2025-06-30

Checked Exceptions are not Exceptional

JavaScript/TypeScript has no checked exceptions and this bothers me.

What are "checked exceptions"

As far as I know, Java introduced checked exceptions whereby a method signature advertises that a method or constructor may throw an exception of a specific type. For example the write method of an OutputStream is declared as:

  public void write(int b) throws IOException {
  ...
  }

When another method calls it, it must do one of two things:

Use a catch(IOException e) {...} clause to catch and handle it, or

  try {
    out.write(0xa);
  } catch (IOException e) {
    // do something reasonable
  }

declare itself also as throws IOException.

  void writeStuff(...) throws IOException {
    out.write(0xa);    
  }

In the first case it is blatantly obvious that calling write() either works or not and this other case is handled in some way by the catch clause.

The second case can be somewhat less obvious if the body of writeStuff gets longer as it is not clear from which call the declared IOexception originates.

Alternatives

Java also provides unchecked exceptions where neither a catch clause nor a throws declaration is required. Nevertheless a catch clause may be written somewhere up the call stack after carefully reading the documentation and/or inspecting the signatures of called methods down the stack in all their breadth to figure out which unchecked exception may pop out.

The unchecked exceptions are what JavaScript solely provides. Any function may throw stuff any time and upwards the call hierarchy you need to do as described above: do some hard work on docs and with your IDEs to figure out whether to better catch something or not.

A third approach is for a method or function to return either the normal result or the "exception". In TypeScript this could be written as:

  function f(in: SomeIputSource): string | IOException {
  ...
  }

In contrast to throwing exceptions, this requires even more explicit action at the caller. It is similar to a checked exception, yet without the automatic re-throw we have if the caller declares throws IOException, as is possible in Java. This is what Rust opted for.

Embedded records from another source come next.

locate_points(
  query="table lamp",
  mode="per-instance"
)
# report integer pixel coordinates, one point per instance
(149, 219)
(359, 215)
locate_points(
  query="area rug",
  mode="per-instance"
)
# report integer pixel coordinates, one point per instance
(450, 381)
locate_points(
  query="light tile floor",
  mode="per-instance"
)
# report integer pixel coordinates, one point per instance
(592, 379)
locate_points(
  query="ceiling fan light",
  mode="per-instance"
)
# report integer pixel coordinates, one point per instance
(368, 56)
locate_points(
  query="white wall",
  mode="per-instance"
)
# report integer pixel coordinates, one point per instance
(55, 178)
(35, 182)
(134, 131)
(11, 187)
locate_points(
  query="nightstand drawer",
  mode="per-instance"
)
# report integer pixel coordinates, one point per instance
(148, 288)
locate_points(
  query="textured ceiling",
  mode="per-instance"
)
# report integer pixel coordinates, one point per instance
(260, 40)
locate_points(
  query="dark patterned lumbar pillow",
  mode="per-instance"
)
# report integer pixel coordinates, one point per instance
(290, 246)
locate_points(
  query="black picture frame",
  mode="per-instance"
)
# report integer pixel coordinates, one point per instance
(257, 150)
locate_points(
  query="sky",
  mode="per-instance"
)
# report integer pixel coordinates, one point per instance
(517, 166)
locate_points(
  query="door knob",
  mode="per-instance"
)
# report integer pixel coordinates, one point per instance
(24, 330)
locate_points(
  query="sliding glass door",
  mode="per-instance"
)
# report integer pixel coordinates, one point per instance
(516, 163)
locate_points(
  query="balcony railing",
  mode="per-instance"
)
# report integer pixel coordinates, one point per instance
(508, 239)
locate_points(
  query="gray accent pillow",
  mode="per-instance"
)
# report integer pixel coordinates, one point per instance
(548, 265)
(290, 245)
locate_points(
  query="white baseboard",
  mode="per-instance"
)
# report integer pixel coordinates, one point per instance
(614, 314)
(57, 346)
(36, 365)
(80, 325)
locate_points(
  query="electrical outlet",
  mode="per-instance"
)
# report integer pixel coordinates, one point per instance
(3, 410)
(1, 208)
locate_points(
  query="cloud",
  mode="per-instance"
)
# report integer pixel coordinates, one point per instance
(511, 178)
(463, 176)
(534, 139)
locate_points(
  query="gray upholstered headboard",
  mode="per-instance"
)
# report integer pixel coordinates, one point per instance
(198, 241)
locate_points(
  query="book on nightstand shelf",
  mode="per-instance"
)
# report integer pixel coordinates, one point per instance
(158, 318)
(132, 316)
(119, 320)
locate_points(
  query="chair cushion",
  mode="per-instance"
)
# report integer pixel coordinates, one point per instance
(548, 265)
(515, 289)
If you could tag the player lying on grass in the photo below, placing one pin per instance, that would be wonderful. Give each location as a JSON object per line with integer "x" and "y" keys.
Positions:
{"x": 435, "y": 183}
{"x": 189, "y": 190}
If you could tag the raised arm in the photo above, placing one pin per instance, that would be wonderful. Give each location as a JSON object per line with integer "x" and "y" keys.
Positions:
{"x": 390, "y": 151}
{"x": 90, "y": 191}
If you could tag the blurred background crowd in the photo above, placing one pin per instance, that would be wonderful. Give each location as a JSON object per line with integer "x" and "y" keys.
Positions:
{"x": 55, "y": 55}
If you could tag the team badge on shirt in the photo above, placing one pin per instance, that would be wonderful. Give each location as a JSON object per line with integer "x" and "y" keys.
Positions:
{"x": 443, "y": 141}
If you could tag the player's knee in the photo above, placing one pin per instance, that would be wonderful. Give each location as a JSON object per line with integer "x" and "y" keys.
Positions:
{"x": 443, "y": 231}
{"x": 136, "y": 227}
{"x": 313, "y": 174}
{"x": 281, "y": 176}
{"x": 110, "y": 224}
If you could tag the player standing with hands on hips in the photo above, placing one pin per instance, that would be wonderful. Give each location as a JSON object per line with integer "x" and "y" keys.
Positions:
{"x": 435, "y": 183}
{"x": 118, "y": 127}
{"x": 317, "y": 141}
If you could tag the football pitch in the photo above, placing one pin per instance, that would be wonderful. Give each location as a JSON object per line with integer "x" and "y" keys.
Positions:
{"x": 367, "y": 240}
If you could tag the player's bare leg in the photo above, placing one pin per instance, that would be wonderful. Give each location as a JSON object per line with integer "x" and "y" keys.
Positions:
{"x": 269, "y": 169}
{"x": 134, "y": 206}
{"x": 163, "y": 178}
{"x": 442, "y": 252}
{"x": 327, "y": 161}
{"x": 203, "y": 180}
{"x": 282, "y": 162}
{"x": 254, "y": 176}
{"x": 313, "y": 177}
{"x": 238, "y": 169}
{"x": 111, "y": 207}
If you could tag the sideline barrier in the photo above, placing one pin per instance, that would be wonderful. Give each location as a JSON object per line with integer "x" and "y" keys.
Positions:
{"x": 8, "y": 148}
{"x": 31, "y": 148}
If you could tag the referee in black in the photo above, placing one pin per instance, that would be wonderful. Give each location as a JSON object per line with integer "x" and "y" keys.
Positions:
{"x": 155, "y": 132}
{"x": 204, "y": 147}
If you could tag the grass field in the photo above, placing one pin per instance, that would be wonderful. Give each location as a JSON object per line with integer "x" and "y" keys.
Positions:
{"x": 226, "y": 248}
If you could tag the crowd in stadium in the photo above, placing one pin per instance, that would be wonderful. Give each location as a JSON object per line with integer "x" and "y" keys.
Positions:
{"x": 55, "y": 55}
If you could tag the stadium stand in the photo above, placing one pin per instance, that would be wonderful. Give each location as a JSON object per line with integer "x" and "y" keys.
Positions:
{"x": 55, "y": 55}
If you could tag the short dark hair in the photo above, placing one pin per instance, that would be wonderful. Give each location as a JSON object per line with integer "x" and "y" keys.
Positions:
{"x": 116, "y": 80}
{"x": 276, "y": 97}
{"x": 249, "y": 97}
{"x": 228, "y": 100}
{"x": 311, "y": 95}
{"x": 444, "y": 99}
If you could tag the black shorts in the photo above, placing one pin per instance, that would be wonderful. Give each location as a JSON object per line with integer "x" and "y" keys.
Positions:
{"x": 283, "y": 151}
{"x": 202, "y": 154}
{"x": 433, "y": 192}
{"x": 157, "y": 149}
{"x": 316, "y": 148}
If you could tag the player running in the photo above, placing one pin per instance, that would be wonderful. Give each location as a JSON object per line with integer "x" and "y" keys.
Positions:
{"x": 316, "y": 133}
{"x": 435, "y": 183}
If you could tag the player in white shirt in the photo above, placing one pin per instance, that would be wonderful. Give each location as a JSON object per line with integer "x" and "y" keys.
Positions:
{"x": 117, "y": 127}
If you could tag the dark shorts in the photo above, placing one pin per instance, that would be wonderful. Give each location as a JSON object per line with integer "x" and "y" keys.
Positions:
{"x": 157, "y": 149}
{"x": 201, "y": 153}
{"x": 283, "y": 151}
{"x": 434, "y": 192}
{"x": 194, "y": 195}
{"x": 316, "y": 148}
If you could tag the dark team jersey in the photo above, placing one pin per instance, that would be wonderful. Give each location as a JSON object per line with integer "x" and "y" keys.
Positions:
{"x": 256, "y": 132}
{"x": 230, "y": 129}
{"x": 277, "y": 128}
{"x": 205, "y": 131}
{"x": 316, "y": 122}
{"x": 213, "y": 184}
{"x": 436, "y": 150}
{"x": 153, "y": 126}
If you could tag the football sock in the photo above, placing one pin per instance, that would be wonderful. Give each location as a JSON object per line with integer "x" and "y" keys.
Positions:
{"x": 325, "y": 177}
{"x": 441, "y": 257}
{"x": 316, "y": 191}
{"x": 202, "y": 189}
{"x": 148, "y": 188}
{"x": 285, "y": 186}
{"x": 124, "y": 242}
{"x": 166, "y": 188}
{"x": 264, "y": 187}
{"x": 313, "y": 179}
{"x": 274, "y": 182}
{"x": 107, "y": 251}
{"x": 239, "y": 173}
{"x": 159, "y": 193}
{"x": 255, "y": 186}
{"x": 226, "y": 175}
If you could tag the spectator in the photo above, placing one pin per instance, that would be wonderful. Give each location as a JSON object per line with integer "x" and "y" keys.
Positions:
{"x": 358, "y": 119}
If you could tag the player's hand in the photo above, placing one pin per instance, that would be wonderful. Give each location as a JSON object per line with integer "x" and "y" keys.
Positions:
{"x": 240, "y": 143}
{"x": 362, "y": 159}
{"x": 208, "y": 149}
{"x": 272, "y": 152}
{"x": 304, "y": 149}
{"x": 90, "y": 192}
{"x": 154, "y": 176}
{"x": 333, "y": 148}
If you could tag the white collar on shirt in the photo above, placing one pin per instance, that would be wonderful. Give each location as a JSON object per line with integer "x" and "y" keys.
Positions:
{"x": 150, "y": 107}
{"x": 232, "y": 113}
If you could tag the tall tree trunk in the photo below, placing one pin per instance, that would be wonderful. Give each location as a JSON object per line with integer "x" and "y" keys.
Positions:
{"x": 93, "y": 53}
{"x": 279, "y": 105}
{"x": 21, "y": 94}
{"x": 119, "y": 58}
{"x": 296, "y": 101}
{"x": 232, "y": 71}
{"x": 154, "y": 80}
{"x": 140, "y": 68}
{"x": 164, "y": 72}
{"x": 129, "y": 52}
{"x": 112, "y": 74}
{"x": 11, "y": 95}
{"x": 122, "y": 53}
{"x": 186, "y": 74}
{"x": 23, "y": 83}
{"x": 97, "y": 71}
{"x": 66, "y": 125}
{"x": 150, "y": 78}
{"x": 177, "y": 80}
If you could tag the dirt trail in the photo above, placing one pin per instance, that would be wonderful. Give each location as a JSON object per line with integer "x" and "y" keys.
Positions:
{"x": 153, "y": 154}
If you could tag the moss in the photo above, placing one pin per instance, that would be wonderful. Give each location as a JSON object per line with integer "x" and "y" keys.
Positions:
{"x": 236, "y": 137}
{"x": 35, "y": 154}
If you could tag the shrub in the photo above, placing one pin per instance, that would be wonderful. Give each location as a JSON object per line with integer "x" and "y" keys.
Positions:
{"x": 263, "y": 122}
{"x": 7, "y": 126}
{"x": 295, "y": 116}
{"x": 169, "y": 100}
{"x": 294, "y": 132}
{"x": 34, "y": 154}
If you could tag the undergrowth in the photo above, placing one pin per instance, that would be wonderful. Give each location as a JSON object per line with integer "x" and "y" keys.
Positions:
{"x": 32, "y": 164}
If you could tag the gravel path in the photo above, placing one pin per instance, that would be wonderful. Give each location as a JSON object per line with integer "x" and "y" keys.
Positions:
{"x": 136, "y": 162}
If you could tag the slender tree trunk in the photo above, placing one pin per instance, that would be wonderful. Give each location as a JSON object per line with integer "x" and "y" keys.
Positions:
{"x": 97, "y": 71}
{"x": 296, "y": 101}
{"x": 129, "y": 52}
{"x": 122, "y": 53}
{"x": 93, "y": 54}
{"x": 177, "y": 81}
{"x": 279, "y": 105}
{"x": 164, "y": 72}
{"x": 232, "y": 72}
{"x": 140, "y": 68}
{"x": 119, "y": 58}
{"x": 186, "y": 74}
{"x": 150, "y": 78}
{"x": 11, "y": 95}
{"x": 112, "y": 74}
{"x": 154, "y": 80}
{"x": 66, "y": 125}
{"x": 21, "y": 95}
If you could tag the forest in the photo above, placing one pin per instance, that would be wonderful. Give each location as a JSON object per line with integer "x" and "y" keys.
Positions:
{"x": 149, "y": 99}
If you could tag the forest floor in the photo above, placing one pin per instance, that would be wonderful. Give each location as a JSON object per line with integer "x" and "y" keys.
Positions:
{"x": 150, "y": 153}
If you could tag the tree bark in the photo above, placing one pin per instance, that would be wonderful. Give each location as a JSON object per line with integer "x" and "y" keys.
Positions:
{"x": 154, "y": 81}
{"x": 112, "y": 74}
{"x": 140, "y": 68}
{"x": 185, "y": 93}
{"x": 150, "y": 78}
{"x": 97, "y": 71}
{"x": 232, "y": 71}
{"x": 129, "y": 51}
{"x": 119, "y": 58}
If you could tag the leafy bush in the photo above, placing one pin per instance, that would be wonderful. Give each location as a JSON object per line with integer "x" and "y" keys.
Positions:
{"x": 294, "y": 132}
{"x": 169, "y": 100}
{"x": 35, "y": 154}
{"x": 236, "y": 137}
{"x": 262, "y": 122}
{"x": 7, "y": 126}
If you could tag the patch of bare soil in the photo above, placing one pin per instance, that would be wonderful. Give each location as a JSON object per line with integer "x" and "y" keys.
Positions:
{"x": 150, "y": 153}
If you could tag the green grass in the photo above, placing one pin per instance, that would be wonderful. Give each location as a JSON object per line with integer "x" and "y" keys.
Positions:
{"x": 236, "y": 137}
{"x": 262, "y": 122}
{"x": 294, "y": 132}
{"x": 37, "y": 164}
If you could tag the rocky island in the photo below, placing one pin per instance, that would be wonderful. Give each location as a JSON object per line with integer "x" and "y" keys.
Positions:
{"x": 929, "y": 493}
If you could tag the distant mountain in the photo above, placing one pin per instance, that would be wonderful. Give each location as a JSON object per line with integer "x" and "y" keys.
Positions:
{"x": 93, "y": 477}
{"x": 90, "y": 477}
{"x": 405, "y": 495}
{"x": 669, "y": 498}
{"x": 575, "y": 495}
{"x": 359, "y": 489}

So basically there are three ways to deal with what is customarily called "errors" or "exceptions":

Unchecked exceptions as a machine for surprises up the call stack and, for extra fun, at runtime in production. Coding the caller of a function throwing unchecked exceptions has the "benefit" that the developer does not need to think about it. The tester or the customer will tell if an exception is thrown.
Checked exceptions which allow automatic re-throw such that the caller merely declares throwing the same exception but otherwise no extra control structure is necessary — except, of course ultimately somewhere up the call stack, but not in each function along the stack.
Declaring the method to return either a "normal" result or an "exception". In this case the immediate caller must provide some control structure to handle either one or the other type of result.

There is an ongoing discussion about whether or not to use checked or unchecked exceptions, just do an Internet search. From the wording above you may have guessed that I am not fan of unchecked exceptions. The arguments are all made.

Or not? I think Rust comes close, but let me explain.

These are neihther "Exceptions" nor "Errors"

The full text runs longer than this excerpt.